L’analogie que nous avons remarquée entre Romulus et Tullus Hostilius, quoique séparés par le législateur Numa, se représente entre Tarquin L’Ancien et Tarquin Le Superbe, tout séparés qu’ils sont par le législateur Servius. La construction du Capitole et des égouts, l’établissement de la suprématie de Rome sur ses alliés latins, sont également attribués aux deux Tarquins. Tous deux défont les Sabins. Tous deux règnent sans consulter le sénat. Le premier y introduit les patres minorum gentium, chefs de nouvelles familles patriciennes ; le second appelle autour de lui des étrangers, ce qui est probablement la même chose sous une autre forme. Même caractère religieux dans les deux Tarquins ; l’ancien élève une statue à Accius Naevius où il est représenté, coupant un caillou avec un rasoir ; le second achète les livres sibyllins. Voilà deux règnes qui se ressemblent fort, et peut-être n’en est-ce qu’un, racontés de deux manières différentes. Malgré toutes ces ressemblances, le premier Tarquin est traité avec autant de faveur que l’autre avec sévérité. Ainsi, pour ne citer qu’un exemple, les constructions du premier font sa gloire ; celles du second lui sont reprochées comme une partie de sa tyrannie.

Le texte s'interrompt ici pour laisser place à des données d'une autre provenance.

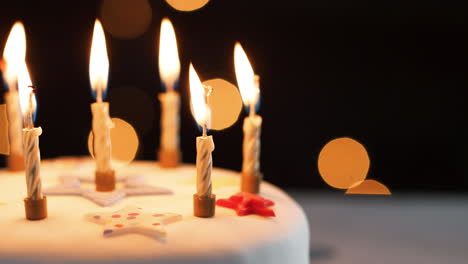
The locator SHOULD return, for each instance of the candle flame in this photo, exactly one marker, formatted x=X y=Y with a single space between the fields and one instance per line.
x=28 y=104
x=169 y=64
x=201 y=111
x=14 y=54
x=245 y=76
x=98 y=62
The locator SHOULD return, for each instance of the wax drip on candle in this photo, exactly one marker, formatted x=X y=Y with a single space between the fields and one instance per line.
x=208 y=91
x=256 y=81
x=99 y=96
x=28 y=121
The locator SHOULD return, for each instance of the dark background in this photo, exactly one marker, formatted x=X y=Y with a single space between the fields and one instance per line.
x=390 y=75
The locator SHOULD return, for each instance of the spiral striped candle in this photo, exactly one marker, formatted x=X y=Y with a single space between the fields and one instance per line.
x=205 y=146
x=101 y=136
x=14 y=122
x=32 y=162
x=251 y=145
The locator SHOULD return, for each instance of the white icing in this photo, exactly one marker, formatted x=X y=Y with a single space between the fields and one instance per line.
x=66 y=236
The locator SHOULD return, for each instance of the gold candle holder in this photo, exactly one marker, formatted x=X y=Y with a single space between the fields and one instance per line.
x=204 y=206
x=35 y=209
x=105 y=181
x=169 y=158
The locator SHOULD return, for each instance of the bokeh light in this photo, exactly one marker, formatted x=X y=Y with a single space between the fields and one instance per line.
x=187 y=5
x=371 y=187
x=343 y=162
x=126 y=19
x=225 y=103
x=124 y=140
x=4 y=144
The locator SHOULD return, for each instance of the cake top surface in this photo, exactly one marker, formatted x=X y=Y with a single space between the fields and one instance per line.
x=66 y=233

La fable de Mézence, dans sa brièveté terrible est un souvenir plus ancien et plus confus de la tyrannie des étrusques sur le Latium. Mortua quin etiam jungebat corpora vivis, etc.

L’atrocité des supplices est un trait caractéristique des gouvernements orientaux, et celui des Etrusques est oriental au moins par son génie. Pendant la domination des Etrusques, Rome dut changer de gouvernement selon les révolutions de l’Étrurie. Ainsi, lorsque le lucumon Cele Vibenna, émigra avec une armée composée sans doute de clients et de serfs, que cette armée envahit Rome, et que la mort du chef mit sa puissance aux mains de son client Mastarna, ce dernier protégea les hommes des rangs inférieurs, les derniers venus dans ce grand asile des populations italiques. étranger lui-même, il voulut que les plébéiens, c’est-à-dire les étrangers, eussent part au pouvoir en proportion de leurs richesses. à côté de l’ancienne assemblée des curies, auxquelles prenaient part les seuls patriciens, il fonda celle des centuries.

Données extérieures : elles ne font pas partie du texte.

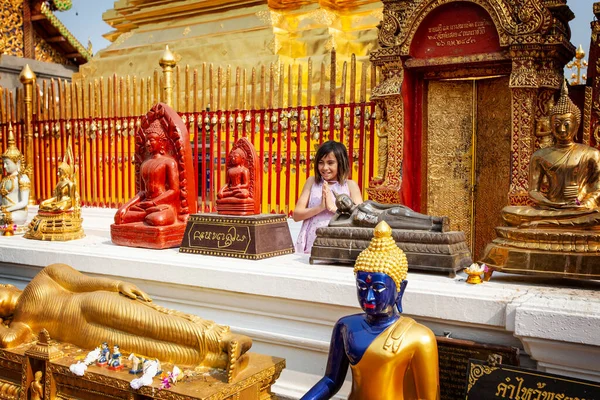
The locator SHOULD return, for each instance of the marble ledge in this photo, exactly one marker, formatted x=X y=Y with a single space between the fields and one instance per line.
x=524 y=306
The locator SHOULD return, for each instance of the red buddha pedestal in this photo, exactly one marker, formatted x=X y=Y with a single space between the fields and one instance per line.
x=156 y=217
x=241 y=193
x=239 y=229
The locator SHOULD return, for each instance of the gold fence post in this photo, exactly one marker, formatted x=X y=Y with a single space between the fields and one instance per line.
x=27 y=78
x=167 y=62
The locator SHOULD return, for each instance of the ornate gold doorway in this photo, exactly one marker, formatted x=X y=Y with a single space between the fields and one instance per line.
x=467 y=137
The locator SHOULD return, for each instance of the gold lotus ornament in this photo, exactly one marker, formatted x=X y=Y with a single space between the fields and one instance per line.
x=475 y=271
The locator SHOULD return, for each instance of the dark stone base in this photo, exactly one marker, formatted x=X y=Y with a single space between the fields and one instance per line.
x=251 y=237
x=425 y=251
x=138 y=234
x=562 y=264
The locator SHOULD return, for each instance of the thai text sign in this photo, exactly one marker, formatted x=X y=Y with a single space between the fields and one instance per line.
x=512 y=383
x=454 y=356
x=456 y=29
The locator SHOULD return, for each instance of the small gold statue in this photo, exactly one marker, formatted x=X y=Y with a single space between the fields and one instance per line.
x=59 y=217
x=14 y=186
x=36 y=389
x=85 y=311
x=559 y=235
x=543 y=130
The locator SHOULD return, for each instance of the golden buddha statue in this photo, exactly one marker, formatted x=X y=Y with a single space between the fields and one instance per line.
x=14 y=186
x=391 y=357
x=564 y=179
x=558 y=234
x=86 y=311
x=59 y=217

Combien de temps dura cet ordre de choses ? Rien ne nous porte à en borner la durée à celle de la vie d’un homme. Il est probable que la période plus ou moins longue dans laquelle les plébéiens prirent part aux assemblées, fut désignée ignominieusement par les patriciens, comme le règne du fils de l’esclavage, de servius (servius, captivâ natus). Ainsi l’expulsion des Tarquiniens, comme la fondation du tribunat, ont été personnifiés outrageusement sous le nom de brutus, mot presque synonyme de servius, puisqu’il signifiait originairement esclave révolté.

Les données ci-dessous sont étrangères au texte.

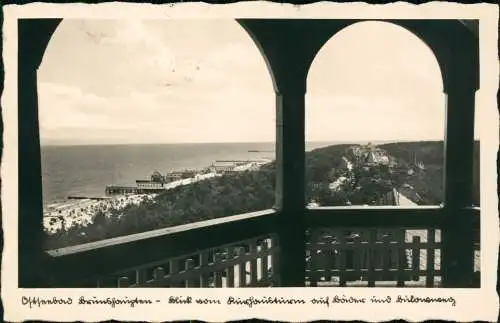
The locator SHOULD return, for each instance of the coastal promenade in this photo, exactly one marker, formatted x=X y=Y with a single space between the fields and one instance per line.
x=81 y=210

Les plébéiens n’auront pas ôté à Servius ce nom ignoble que lui donnaient les patriciens. Ils l’ont accepté, comme les révoltés de la Calabre avaient adopté celui de brutii, comme les insurgés de Hollande se sont fait honneur du nom de gueux. Mais en dédommagement ils ont comblé leur roi favori de toutes les vertus qui donnent la popularité. Le bon roi Servius rachetait les débiteurs devenus esclaves, payait leurs dettes, et distribuait des terres aux pauvres plébéiens. Si la confédération latine reconnut la suprématie de Rome, sous la tyrannie des Tarquiniens, elle ne pouvait manquer de s’y soumettre pendant le règne de servius. Les villes latines envoyaient leurs députés au temple de Djanus-Djana (Janus-Juno), qu’il fonda sur la montagne plébéienne, sur l’Aventin, lieu commun aux Romains et aux latins, où les plébéiens, c’est-à-dire les latins récemment admis dans la cité, cherchèrent plus tard un refuge contre la tyrannie des patriciens, anciens habitants de Rome (undè inchoastis initia libertatis vestroe), et qui ne fut enclos qu’au temps de l’empire, dans le pomoerium, dans l’enceinte sacrée de la ville, dans la Rome soumise à la puissance augurale des patriciens. C’est là ce sombre Aventin, la montagne de Remus, occupée par lui sous de mauvais auspices, la montagne où les pierres pleuvent si souvent dans Tite-Live, où l’on voit se former les orages : hoc nemus, hunc, inquit, frondoso vertice collem, quis deus incertum est, habitat deus. Le poète étrusque rapporte sans la comprendre, une tradition de l’Étrurie, exprimée symboliquement. Plus d’une fois sans doute, les patriciens virent se former sur la montagne plébéienne les orages qui allaient fondre sur le forum.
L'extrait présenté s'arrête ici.